How To Clean Refurbished Bathtubs

The computer that thinks like a cat.

IBM announced the world's most powerful artificial brain. It has 147,456 processors, more than 150 terabytes of memory, requires six thousand tons of cooling, occupies about 4000 square feet and consume megawatts of power. All this produces the equivalent of the brain of a cat very, very slow. More than a hundred times slower than your beloved cat.

gattofili If you are, you might be tempted to say that this shows how intelligent is your beloved flock the retractable claws, which, moreover, have always known this, but go there with caution. The supercars of IBM is a mortgage of the brain, not a copy, and simulations require more and much more computing power than the copies.

It 's a remarkable simulation. At Almaden Research Center in San Jose, California, was in fact virtually replicated the coordinated operation of 1.6 billion interconnected neurons from 9 trillion synapses (complexity compared to a brain of a cat), shattering the record Previous 55 million neurons, which is the brain of a rat. A record obtained by the same team only two years ago. A

when a simulation of the human brain? Probably not between more than two decades. The computing power required is a thousand times higher than the mortgage of a cat, but the pace of progress present such a supercomputer should be available by 2019. Just in time to hunt for Sarah Connor.

The purpose of this research is not to create a breed of cats or the Terminator robot, but under controlled conditions to study the behavior and dynamics of the brain slices without anyone. The real challenge, in fact, is how does the brain to self-organize, it is not enough that there are billions of neurons must also be coherent structure. It is one thing to have a house, another is to have a shapeless pile of bricks in it. The spontaneous organization, created by experience and interaction with the world, is completely different from the current computing model, where everything is preset, and is the reason why organic farming requires a supercomputer to simulate the intelligence dragged by the neck.

But the results are starting to see. A more modest simulation, called Darwin and based on 50,000 virtual neurons, equal to one quarter of the brain of a gnat, was installed in a robot on wheels. As the robot interacted with the surrounding world, its virtual neurons altered their own interconnections, producing spontaneous organization.

The other significant result, which will be presented shortly in detail by the researcher Dharmendra S. Almaden Modha, is the use of supercomputers to decipher non-invasively (without slices to anyone, in fact) the interconnections of the human brain by analyzing images obtained using MRI. It's like an X-ray to make a big pot of spaghetti and figuring out the route taken by each noodle.

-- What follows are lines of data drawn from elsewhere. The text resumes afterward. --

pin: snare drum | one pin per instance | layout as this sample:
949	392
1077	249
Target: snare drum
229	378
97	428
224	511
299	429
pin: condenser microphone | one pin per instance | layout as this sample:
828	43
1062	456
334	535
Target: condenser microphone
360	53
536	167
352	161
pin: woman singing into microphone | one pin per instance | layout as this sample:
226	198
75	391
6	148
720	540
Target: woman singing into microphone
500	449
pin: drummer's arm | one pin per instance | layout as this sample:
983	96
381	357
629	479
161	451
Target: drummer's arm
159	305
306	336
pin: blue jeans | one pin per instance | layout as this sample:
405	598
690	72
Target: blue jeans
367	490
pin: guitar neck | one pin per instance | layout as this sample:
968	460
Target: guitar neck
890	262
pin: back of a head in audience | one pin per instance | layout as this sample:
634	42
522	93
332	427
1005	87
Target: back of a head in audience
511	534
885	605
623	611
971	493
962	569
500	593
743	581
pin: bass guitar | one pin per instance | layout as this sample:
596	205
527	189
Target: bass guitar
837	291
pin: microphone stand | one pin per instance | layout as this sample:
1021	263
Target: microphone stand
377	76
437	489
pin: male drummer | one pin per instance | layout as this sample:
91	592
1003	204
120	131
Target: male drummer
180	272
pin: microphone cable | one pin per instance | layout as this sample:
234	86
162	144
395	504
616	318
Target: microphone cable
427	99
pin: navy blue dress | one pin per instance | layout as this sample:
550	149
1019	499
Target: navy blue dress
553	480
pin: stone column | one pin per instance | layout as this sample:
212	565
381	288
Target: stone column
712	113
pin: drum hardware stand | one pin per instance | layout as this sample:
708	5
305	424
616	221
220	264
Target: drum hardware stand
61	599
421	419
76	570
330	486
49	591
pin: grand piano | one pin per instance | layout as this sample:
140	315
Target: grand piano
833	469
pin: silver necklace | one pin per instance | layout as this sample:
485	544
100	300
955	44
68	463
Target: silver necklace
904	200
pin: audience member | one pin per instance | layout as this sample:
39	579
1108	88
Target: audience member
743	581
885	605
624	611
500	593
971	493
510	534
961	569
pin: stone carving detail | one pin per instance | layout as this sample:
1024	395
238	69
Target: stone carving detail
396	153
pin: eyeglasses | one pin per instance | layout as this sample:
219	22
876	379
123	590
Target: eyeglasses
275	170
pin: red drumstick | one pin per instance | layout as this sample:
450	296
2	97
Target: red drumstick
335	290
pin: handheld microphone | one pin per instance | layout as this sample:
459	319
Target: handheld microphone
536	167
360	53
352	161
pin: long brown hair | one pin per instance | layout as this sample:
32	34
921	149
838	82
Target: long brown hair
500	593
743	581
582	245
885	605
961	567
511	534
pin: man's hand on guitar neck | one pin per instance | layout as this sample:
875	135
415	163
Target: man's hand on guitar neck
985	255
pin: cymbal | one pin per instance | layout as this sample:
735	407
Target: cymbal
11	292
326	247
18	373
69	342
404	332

This work is essential, Modha explains in his blog , to understand how each of us is to represent and process information.

To what purpose do all this? Why is cool, but mostly because today's computers are stupid and unable to handle the ambiguities of the real world and to analyze information based on context, and in an increasingly complex world should be complementary intelligence natural and artificial, as well as complement our muscle strength with that of the machines. And also because, to be frank, the current record holder of intelligence on this planet is proving all too often not up to the task.